By Hans Hansson
San Francisco’s Board of Supervisors recently heard the results of a long-anticipated report from Strategic Economics for the OEWD (Office of Economic and Workforce Development), on the current and future state of retail in San Francisco. The report found that although the overall vacancy of retail is low, at under seven percent in most districts, many are buildings that have been vacant for a long time. Brick and mortar retailers nationwide often struggle to keep up with changes in consumer buying habits and the increase in online spending.
In San Francisco, the OEWD found that these struggles have been compounded by landlords and real estate brokers. In addition to raising rental rates, the report found that landlords often aren’t San Francisco residents, so they have little desire to rent their properties or aren’t in touch with the market. On the other side, real estate brokers are holding back from presenting deals to landlords because they want to maximize the rent so they can earn more.

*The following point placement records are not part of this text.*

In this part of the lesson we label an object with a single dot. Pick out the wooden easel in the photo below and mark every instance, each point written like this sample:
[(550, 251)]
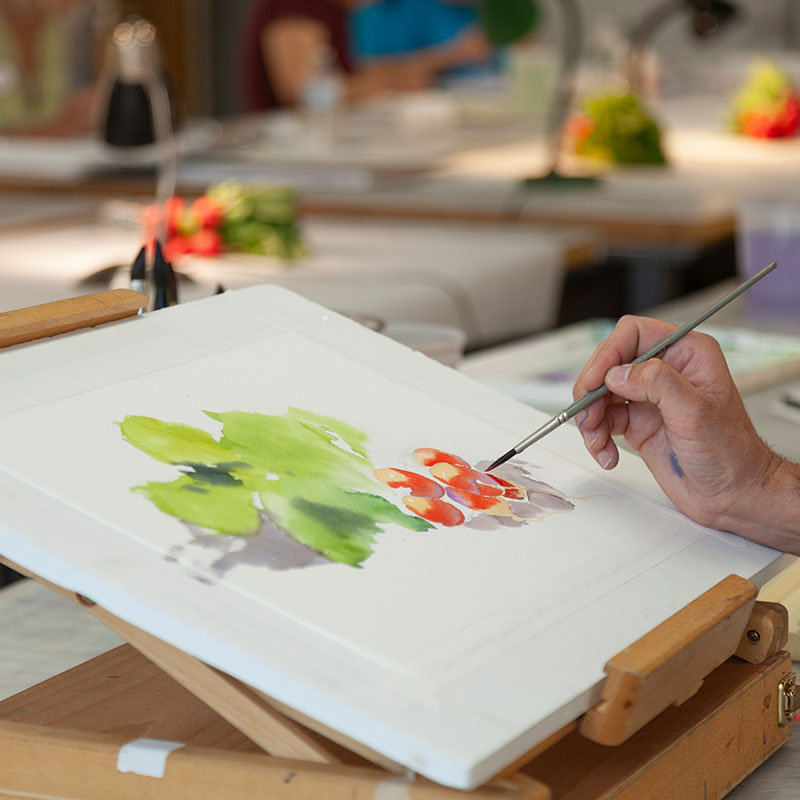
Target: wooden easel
[(672, 703)]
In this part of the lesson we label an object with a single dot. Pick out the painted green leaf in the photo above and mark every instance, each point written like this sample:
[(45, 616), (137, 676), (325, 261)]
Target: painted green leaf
[(173, 442), (340, 524), (293, 445), (310, 472), (226, 509)]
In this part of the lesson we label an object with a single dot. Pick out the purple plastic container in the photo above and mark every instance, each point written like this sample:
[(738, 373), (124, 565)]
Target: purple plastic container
[(769, 230)]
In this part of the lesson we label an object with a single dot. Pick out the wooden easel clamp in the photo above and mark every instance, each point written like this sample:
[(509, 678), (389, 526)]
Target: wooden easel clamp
[(710, 671)]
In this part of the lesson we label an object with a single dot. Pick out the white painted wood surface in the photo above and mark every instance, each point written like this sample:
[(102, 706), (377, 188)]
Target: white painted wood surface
[(457, 709), (43, 634)]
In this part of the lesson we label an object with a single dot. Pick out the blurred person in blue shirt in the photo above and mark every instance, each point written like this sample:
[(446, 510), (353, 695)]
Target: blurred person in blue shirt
[(378, 46)]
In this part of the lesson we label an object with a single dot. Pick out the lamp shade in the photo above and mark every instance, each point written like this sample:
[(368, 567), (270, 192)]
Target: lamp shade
[(507, 21)]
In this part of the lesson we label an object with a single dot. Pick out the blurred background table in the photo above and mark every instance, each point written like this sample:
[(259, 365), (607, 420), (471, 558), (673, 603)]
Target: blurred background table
[(495, 282)]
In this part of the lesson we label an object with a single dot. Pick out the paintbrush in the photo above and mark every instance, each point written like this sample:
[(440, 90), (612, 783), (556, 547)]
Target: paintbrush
[(138, 280), (581, 403), (166, 289)]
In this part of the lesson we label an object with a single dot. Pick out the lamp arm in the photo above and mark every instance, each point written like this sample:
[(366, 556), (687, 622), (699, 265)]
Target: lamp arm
[(166, 146), (571, 50), (643, 33)]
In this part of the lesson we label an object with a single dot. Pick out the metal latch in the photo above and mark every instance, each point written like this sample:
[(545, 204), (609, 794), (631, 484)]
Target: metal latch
[(787, 699)]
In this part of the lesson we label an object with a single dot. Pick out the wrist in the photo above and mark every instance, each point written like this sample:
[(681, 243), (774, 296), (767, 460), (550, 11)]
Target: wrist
[(772, 515)]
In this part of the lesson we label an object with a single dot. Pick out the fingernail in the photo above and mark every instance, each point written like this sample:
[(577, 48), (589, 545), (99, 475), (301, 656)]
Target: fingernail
[(617, 376)]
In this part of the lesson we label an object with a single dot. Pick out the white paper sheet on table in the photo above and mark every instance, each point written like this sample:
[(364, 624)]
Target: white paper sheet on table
[(433, 652)]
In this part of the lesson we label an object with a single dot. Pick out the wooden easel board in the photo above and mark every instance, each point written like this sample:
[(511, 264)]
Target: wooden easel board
[(451, 650)]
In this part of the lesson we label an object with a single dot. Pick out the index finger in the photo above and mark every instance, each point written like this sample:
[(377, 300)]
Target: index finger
[(631, 337)]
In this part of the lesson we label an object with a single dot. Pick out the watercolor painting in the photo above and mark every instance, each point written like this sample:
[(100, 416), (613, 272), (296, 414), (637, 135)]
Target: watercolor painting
[(300, 488)]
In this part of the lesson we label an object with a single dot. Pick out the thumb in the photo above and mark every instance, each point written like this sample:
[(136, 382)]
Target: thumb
[(652, 381)]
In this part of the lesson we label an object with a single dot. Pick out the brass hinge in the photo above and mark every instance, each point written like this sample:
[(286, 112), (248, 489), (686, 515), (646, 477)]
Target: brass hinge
[(787, 699)]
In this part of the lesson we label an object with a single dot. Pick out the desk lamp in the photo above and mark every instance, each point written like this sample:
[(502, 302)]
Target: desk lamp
[(136, 111), (707, 17), (505, 22)]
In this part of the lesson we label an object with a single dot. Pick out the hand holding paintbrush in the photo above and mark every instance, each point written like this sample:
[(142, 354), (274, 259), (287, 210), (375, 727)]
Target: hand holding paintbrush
[(684, 416), (601, 390)]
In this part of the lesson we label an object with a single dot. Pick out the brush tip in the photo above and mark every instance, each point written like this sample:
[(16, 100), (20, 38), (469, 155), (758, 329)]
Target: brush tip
[(502, 460)]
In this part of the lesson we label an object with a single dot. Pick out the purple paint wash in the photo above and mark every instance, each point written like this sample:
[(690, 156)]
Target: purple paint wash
[(769, 230)]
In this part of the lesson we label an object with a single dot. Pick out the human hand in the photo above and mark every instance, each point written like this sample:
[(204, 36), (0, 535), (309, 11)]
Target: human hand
[(685, 417)]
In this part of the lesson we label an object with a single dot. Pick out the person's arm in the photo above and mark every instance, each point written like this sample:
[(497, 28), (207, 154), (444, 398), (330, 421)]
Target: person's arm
[(683, 414), (289, 46), (469, 47)]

The report offered two major conclusions to San Francisco’s Board of Supervisors:
• The city should enforce and increase the vacancy tax on landlords that do not lease their vacant retail spaces.
• San Francisco needs to assist retailers with technology adoption so they can effectively compete with online retailers.
As part of my role at Starboard, I am in close contact with landlords and brokers across the city, and none reported being contacted to participate in this study. The report also indicated that the city should consider varying retail uses that combine food, entertainment and social activities, such as gyms. While this suggestion is sound, current zoning laws and retail restrictions would make this impossible in the short-term and difficult in the long-term.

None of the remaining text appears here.